Conan: City of the Dead
Conan: City of the Dead #1-2
by John C. Hocking, Richard Pace
Why You'll Love This
This book fuses sword-and-sorcery brutality with Lovecraftian body horror in ways Robert E. Howard probably would have envied.
- Great if you want: classic Conan muscle paired with genuinely unsettling cosmic dread
- The experience: relentless and visceral — monsters, magic, and mounting dread throughout
- The writing: Hocking captures Howard's pulp energy while pushing the horror darker and stranger
- Skip if: subtle, character-driven fantasy matters more to you than action and atmosphere
About This Book
Conan the Cimmerian has always walked a world where sorcery is as dangerous as any blade, but here the darkness runs deeper and stranger than most sword-and-sorcery dares to go. Collected in a single volume, two connected epics pit Conan against threats that are less about supernatural power and more about what happens when human ambition weaponizes the unnatural — addictive plants that warp sorcerers into something no longer human, and a plague that transforms an entire city into a waking nightmare. The stakes feel genuinely dire, and the horror beneath the heroics has real teeth.
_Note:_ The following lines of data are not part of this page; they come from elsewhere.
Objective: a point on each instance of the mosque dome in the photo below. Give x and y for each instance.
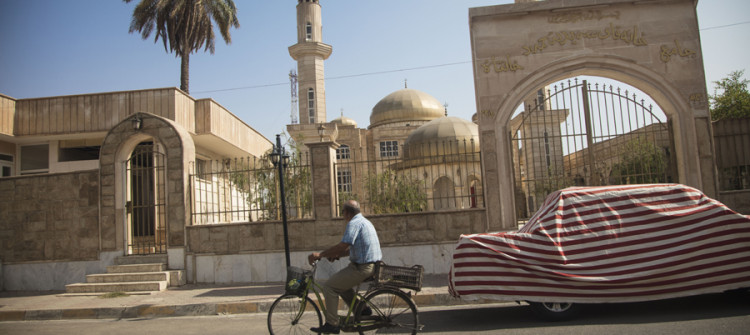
(442, 136)
(345, 121)
(406, 105)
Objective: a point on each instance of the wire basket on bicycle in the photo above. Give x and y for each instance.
(399, 276)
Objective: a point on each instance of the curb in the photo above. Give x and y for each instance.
(206, 309)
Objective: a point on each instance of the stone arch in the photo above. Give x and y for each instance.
(561, 40)
(119, 143)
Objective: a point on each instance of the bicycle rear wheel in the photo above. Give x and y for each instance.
(393, 312)
(287, 317)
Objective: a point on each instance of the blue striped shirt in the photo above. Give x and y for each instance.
(360, 234)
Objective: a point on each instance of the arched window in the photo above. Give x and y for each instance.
(343, 152)
(444, 196)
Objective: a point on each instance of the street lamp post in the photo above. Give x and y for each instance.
(280, 160)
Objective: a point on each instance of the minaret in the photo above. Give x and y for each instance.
(310, 52)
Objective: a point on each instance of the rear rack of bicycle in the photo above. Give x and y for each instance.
(399, 276)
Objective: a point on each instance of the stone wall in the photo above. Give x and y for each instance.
(308, 235)
(50, 217)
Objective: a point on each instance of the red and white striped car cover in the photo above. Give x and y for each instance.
(609, 244)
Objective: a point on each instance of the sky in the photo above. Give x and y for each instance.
(69, 47)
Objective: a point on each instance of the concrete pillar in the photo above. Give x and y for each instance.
(322, 157)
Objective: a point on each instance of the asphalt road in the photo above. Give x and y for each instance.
(709, 314)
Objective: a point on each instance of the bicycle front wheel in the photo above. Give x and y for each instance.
(393, 312)
(291, 314)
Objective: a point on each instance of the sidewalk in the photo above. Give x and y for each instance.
(191, 299)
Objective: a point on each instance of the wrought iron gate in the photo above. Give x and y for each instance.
(146, 201)
(578, 135)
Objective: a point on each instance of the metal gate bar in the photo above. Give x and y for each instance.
(579, 135)
(146, 203)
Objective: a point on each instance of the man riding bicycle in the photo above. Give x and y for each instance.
(360, 242)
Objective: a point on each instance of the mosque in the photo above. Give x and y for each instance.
(408, 129)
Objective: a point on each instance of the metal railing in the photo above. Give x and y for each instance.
(732, 145)
(427, 177)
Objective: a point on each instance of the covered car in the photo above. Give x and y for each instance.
(622, 243)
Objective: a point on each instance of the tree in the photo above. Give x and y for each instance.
(259, 182)
(641, 162)
(734, 100)
(184, 26)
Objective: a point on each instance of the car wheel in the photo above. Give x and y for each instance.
(556, 311)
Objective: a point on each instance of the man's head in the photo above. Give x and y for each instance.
(350, 209)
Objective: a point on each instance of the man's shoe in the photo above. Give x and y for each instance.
(326, 329)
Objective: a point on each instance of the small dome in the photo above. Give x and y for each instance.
(406, 105)
(437, 136)
(345, 121)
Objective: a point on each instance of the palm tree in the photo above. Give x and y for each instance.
(184, 26)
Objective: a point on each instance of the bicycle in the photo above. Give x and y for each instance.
(393, 309)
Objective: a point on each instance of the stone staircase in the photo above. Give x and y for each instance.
(131, 274)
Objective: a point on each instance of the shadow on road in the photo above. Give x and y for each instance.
(514, 316)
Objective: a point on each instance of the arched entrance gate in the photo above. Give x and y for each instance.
(146, 200)
(576, 133)
(652, 45)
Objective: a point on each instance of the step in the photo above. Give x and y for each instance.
(116, 287)
(141, 259)
(128, 277)
(131, 268)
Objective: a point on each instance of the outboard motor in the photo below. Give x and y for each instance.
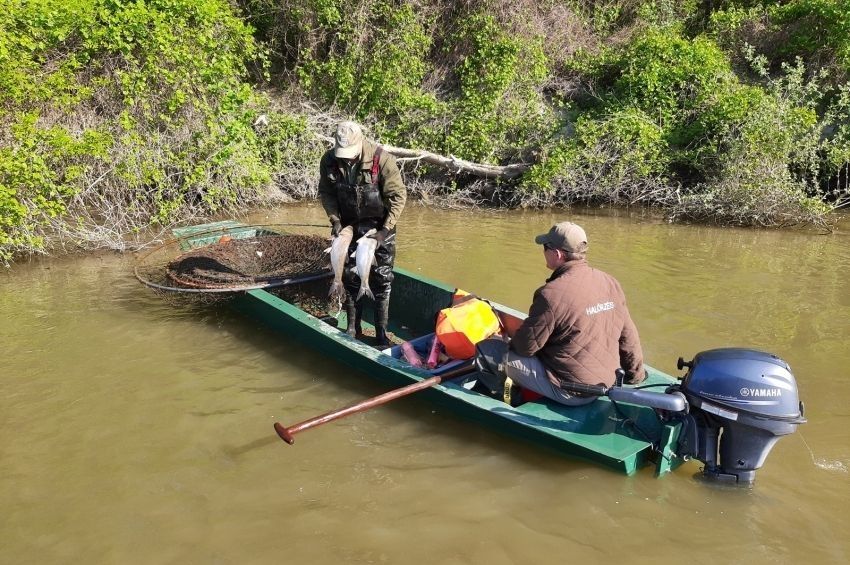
(741, 401)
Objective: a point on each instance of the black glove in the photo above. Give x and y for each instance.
(380, 236)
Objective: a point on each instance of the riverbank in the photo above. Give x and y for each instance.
(156, 113)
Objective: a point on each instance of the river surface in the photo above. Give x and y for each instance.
(136, 431)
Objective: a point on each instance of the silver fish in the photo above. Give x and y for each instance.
(364, 256)
(339, 251)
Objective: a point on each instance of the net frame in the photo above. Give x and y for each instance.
(151, 267)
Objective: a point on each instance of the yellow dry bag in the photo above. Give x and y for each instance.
(465, 323)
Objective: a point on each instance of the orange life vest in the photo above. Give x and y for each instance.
(465, 323)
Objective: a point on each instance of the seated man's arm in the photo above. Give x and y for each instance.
(536, 329)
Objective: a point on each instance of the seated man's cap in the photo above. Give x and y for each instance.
(565, 235)
(348, 140)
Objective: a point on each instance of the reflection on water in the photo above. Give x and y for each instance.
(133, 431)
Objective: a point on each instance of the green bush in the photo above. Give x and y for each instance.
(139, 106)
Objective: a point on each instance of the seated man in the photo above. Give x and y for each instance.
(578, 327)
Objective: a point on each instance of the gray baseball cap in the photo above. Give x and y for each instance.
(348, 141)
(565, 235)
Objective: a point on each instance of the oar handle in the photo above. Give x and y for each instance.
(287, 433)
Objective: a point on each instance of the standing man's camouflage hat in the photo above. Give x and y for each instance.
(566, 235)
(348, 140)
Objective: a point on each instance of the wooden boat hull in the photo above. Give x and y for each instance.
(624, 437)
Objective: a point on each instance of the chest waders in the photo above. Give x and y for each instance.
(361, 205)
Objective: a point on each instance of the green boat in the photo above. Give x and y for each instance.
(619, 435)
(727, 411)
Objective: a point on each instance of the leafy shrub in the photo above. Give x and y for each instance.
(140, 115)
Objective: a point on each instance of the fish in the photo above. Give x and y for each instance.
(339, 251)
(364, 256)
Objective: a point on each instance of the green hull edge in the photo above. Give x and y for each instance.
(595, 432)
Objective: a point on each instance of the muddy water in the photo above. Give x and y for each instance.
(133, 431)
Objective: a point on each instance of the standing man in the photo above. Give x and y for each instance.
(578, 328)
(360, 185)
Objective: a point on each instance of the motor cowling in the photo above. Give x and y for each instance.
(741, 402)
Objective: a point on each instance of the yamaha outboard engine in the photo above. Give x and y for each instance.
(741, 401)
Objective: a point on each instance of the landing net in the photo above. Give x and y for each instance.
(232, 259)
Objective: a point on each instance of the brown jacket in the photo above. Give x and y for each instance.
(580, 328)
(393, 191)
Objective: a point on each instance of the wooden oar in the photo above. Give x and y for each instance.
(287, 433)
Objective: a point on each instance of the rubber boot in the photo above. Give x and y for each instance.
(354, 313)
(382, 316)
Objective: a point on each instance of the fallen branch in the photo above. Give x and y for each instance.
(458, 165)
(452, 163)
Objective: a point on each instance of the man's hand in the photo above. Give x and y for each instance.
(635, 378)
(380, 236)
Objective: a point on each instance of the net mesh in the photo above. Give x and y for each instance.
(250, 261)
(222, 261)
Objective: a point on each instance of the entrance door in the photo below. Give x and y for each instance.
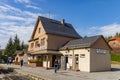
(53, 59)
(76, 62)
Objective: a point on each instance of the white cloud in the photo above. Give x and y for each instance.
(107, 30)
(22, 1)
(33, 7)
(14, 21)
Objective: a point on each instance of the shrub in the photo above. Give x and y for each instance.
(17, 63)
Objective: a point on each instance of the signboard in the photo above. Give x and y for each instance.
(42, 48)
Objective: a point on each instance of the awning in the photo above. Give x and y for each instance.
(46, 52)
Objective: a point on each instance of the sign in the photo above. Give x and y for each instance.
(42, 48)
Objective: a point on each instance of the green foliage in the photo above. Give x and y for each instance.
(13, 45)
(115, 57)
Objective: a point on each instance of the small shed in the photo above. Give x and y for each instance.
(88, 54)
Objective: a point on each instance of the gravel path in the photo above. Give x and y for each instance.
(71, 75)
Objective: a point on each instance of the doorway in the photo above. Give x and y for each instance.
(53, 59)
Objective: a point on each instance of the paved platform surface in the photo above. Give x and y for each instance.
(70, 75)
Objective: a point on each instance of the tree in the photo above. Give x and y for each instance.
(16, 43)
(9, 48)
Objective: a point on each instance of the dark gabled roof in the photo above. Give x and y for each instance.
(56, 27)
(81, 43)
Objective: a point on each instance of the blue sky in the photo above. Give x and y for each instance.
(89, 17)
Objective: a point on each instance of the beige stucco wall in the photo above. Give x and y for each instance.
(56, 41)
(40, 35)
(84, 63)
(99, 61)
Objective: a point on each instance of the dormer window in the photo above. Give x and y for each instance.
(39, 30)
(32, 45)
(42, 41)
(36, 44)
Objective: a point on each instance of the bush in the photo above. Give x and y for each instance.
(17, 63)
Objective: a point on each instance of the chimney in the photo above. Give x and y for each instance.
(63, 21)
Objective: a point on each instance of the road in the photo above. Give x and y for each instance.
(9, 74)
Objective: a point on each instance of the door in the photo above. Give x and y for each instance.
(76, 61)
(53, 59)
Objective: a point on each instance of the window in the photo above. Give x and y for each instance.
(43, 42)
(102, 51)
(32, 45)
(39, 30)
(82, 55)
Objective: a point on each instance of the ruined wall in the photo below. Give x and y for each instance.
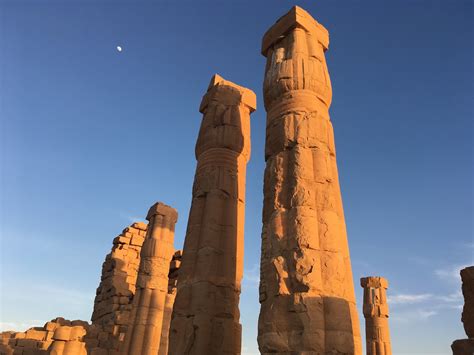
(41, 340)
(206, 318)
(306, 287)
(146, 319)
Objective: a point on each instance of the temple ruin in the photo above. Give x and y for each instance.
(206, 314)
(306, 287)
(466, 346)
(375, 311)
(156, 300)
(144, 326)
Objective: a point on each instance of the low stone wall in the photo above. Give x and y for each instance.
(112, 308)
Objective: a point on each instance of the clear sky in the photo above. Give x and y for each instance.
(91, 137)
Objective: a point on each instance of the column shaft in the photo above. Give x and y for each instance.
(375, 308)
(206, 316)
(306, 286)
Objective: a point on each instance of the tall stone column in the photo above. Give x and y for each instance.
(466, 346)
(306, 287)
(169, 302)
(375, 309)
(144, 330)
(206, 315)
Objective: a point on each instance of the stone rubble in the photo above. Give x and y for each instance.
(113, 302)
(306, 286)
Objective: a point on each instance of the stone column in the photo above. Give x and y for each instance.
(466, 346)
(169, 302)
(206, 315)
(306, 287)
(375, 309)
(144, 330)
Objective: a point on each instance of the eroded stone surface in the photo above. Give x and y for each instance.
(169, 302)
(144, 328)
(466, 346)
(306, 286)
(113, 302)
(57, 337)
(463, 347)
(206, 316)
(375, 310)
(467, 277)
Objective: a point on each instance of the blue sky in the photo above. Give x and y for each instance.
(91, 137)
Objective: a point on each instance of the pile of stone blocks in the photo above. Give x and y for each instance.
(49, 339)
(114, 298)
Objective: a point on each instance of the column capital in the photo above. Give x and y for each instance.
(374, 281)
(227, 93)
(296, 17)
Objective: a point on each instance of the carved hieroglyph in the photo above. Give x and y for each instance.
(375, 310)
(144, 330)
(206, 316)
(466, 346)
(306, 286)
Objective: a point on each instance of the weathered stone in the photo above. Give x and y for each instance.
(467, 277)
(466, 346)
(205, 316)
(118, 282)
(463, 347)
(169, 302)
(306, 288)
(144, 329)
(375, 310)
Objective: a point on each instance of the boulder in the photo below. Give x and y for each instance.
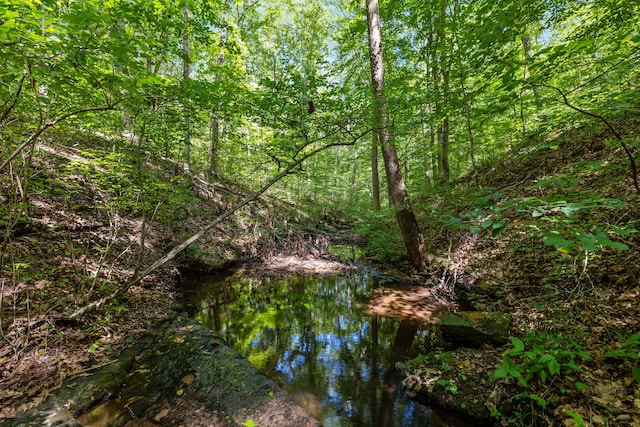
(475, 328)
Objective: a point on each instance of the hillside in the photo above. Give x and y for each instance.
(73, 235)
(550, 235)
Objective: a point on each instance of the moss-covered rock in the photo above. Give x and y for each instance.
(474, 328)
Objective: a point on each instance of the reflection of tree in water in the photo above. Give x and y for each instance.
(316, 339)
(393, 377)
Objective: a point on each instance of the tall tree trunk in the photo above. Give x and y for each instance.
(212, 170)
(375, 177)
(185, 82)
(467, 113)
(441, 69)
(354, 172)
(528, 56)
(411, 235)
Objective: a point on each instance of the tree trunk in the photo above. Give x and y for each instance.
(185, 83)
(467, 113)
(375, 177)
(411, 235)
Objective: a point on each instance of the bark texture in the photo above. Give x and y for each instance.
(411, 235)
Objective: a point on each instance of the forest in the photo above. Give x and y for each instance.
(486, 150)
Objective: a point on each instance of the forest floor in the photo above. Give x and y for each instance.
(77, 238)
(575, 301)
(575, 307)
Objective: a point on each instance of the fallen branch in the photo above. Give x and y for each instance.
(632, 162)
(182, 246)
(46, 126)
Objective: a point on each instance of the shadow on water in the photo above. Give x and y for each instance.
(325, 342)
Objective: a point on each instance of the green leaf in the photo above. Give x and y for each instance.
(539, 400)
(518, 346)
(557, 241)
(581, 386)
(577, 418)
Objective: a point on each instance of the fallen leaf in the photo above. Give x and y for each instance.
(160, 415)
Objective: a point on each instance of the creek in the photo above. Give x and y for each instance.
(331, 343)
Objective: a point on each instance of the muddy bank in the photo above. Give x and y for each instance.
(180, 373)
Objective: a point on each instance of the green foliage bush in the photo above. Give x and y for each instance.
(540, 357)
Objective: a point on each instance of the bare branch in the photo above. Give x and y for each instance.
(182, 246)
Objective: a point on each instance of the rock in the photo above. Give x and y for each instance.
(475, 328)
(180, 373)
(459, 381)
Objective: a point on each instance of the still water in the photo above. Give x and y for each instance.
(324, 342)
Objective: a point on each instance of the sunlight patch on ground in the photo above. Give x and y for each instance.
(295, 264)
(412, 302)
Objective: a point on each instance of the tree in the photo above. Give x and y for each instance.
(411, 235)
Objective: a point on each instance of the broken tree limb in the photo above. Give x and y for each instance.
(182, 246)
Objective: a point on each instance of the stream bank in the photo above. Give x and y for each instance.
(180, 373)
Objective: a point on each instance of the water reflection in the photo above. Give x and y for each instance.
(322, 342)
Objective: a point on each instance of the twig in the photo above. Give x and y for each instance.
(632, 161)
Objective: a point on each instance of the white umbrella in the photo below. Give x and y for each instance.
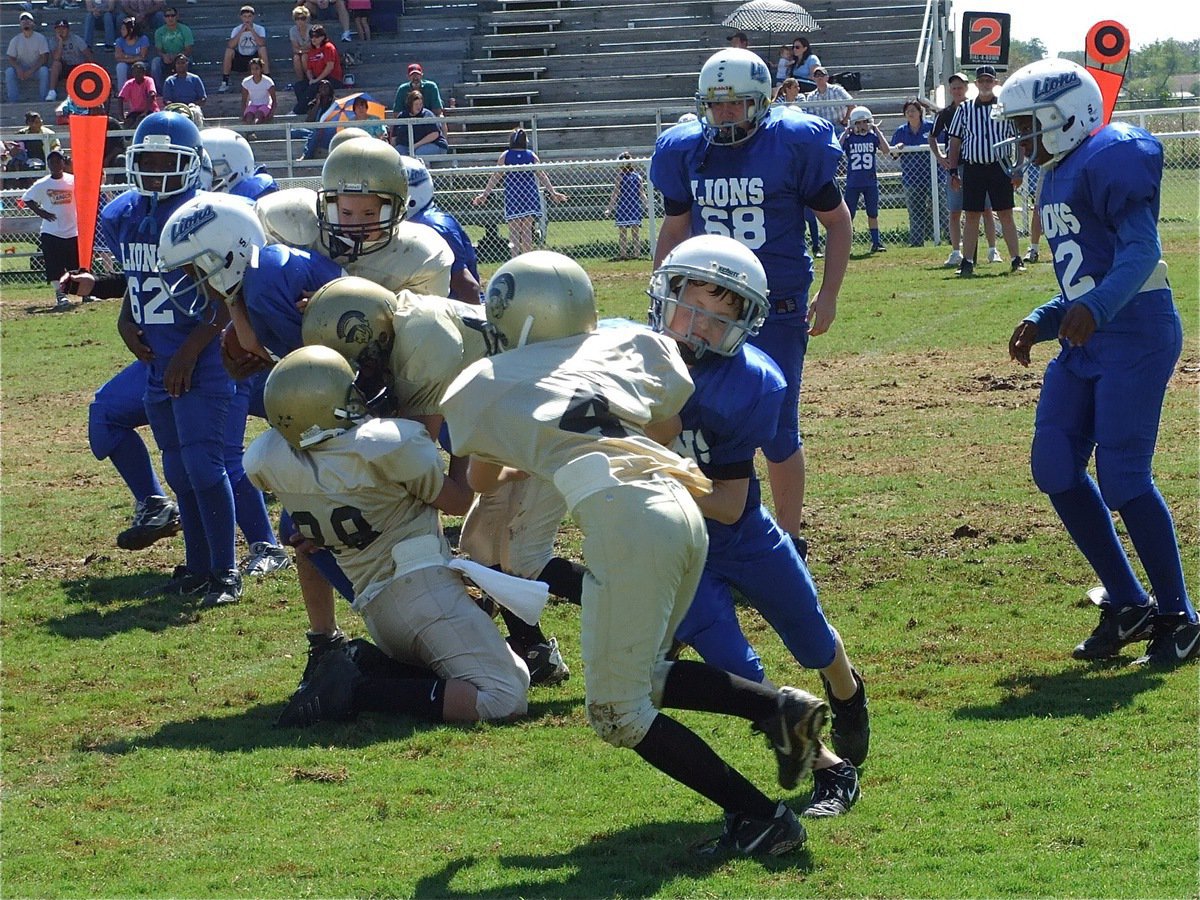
(772, 16)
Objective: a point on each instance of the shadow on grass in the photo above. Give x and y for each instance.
(253, 729)
(1081, 690)
(634, 862)
(115, 606)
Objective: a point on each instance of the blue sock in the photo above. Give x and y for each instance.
(1089, 523)
(216, 511)
(251, 510)
(131, 460)
(196, 545)
(1152, 532)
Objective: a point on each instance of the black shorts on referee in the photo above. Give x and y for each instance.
(984, 181)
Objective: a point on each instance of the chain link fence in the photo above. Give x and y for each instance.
(606, 209)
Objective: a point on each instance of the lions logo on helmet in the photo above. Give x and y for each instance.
(729, 77)
(1054, 103)
(211, 238)
(721, 262)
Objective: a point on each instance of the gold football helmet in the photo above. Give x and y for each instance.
(540, 297)
(310, 396)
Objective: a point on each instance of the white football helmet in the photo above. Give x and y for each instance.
(540, 297)
(420, 185)
(730, 76)
(310, 396)
(712, 259)
(1060, 97)
(861, 114)
(232, 159)
(211, 238)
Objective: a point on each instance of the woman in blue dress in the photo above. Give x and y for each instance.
(522, 199)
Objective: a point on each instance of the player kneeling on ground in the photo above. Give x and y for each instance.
(575, 406)
(370, 490)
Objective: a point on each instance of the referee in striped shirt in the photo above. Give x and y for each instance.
(973, 137)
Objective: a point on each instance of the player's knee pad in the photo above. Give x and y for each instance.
(203, 462)
(1053, 462)
(623, 723)
(1122, 475)
(504, 697)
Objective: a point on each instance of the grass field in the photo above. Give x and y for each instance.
(139, 755)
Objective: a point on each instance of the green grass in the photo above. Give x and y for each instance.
(139, 759)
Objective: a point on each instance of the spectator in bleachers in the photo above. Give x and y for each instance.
(131, 47)
(69, 52)
(171, 41)
(139, 95)
(361, 15)
(427, 138)
(798, 61)
(52, 198)
(835, 100)
(317, 139)
(522, 199)
(184, 87)
(789, 91)
(246, 42)
(258, 100)
(29, 54)
(322, 64)
(325, 10)
(418, 82)
(147, 12)
(915, 174)
(103, 12)
(299, 37)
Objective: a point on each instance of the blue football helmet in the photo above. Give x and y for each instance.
(165, 156)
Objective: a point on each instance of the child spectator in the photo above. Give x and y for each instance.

What distinguishes this volume is Hocking's prose, which channels Robert E. Howard's muscular rhythm without simply imitating it. The action sequences are visceral and precisely choreographed, but it's the atmosphere that lingers — a creeping dread borrowed from Lovecraftian tradition, woven into the Hyborian Age with surprising naturalism. Having the sequel appear alongside the original story also rewards readers with a sense of narrative scope rarely achieved in franchise fantasy, letting both tales breathe and resonate against each other across a satisfying 540 pages.